Synteny refers to the conservation of gene order and orientation between species.

  • Syntenic regions were inherited from a common ancestor and have remained intact. Comparing human and mouse genomes, for instance, reveals large blocks of synteny despite ~80 million years of divergence.
  • Synteny breakpoints mark where chromosomal rearrangements (inversions, translocations) disrupted the ancestral gene order. Mapping these breakpoints across species can reveal which rearrangements occurred on which lineages, and some breakpoints have been associated with speciation events (well-studied in Drosophila species).

Phylogenetic analysis reconstructs evolutionary relationships from genetic (or morphological) data. Three major approaches are used:

  1. Maximum parsimony finds the tree requiring the fewest evolutionary changes. It works well when evolution is slow relative to speciation, but can be misled by convergent evolution (homoplasy).
  2. Maximum likelihood finds the tree that maximizes the probability of the observed data under a specific model of sequence evolution. It incorporates branch lengths and handles rate variation better than parsimony.
  3. Bayesian inference calculates the posterior probability of each possible tree given the data and prior assumptions. It naturally incorporates uncertainty and produces probability values for each branch, making it popular for modern phylogenomic studies.

Molecular clocks estimate when evolutionary events occurred based on the rate at which sequences change.

  • You calibrate a molecular clock by anchoring it to events with known dates, such as fossils or well-dated geological events.

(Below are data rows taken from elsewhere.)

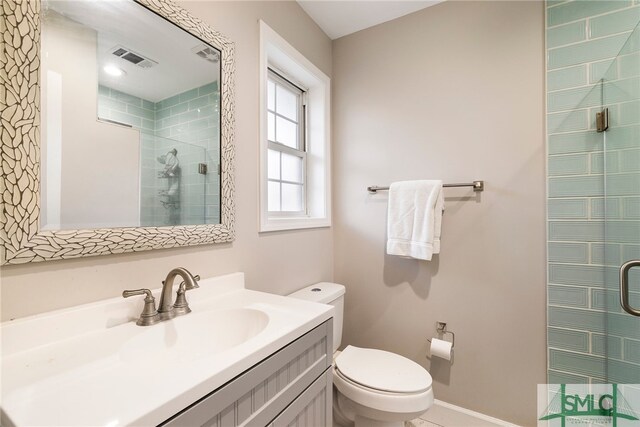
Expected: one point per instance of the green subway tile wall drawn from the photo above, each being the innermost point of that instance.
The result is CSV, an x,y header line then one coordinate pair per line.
x,y
184,122
593,59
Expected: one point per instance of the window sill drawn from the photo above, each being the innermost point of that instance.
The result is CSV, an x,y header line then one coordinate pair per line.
x,y
283,223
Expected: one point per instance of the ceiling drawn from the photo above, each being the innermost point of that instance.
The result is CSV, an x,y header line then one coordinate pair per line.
x,y
125,24
339,18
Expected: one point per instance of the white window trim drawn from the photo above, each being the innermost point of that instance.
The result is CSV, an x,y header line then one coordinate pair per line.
x,y
276,52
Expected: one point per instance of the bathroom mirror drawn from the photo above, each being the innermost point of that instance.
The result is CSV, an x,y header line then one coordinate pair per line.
x,y
118,129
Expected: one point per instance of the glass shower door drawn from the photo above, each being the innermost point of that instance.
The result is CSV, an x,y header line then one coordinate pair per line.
x,y
621,206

For example, the radiation of modern mammalian orders has been timed using the K-Pg (Cretaceous-Paleogene) mass extinction at ~66 million years ago as a calibration point.
  • The basic assumption is that mutations accumulate at a roughly constant rate over time. In reality, rates vary across lineages and genes, so relaxed clock models have been developed to allow rate variation. Always consider whether the constant-rate assumption holds for your dataset.